This is a HexaPDF example for parsing content streams and working with the text parts.
HexaPDF provides the class HexaPDF::Content::Processor
for processing the operators of content streams. By subclassing we can define custom behavior for each operator. This could, for instance, be used to render the contents of a page.
However, in this case we want to show how text can be handled. Since the text inside a content stream is encoded, we need to decode it before we can use it as UTF-8 string. For this HexaPDF provides two helper methods #decode_text
and #decode_text_with_positioning
.
The first one just decodes and returns the text itself as string. This is useful when one just wants to get basic information out of a PDF. The second one, however, returns the text together with positioning information. This could be used, for example, to correctly show the text parts of a PDF page on the console or to convert a PDF into a text file with correct text runs.

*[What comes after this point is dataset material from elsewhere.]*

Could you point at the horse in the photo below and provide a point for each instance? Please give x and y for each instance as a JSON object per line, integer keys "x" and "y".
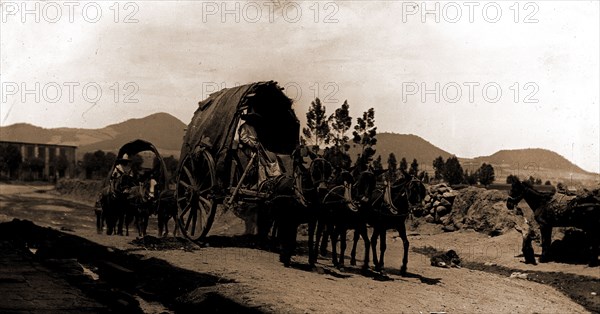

The example uses the second method to draw red boxes around each character and green boxes around each consecutive run of characters. Note that since transformations could have been applied to the characters, the bounding box for a character is not a rectangle but a parallelogram. However, it most cases using a rectangle will suffice and is much faster since less PDF content operators need to be generated for the boxes.
The test file used was the LibreOffice Manual downloaded from https://www.libreoffice.org/get-help/documentation/ with 388 pages and about 14.1MiB. It was used as argument to the show_boxes.rb
file to generate a PDF with annotated characters.
When using parallelograms for showing the boxes, parsing and creating the PDF takes about 38 seconds and the resulting file is about 24.8MiB in size. Using rectangles reduces the time to 28 seconds and the file size to about 18.7MiB.
A comparable Java solution to this problem takes about 7 seconds when using rectangles (in fact, the Java solution can't use anything else).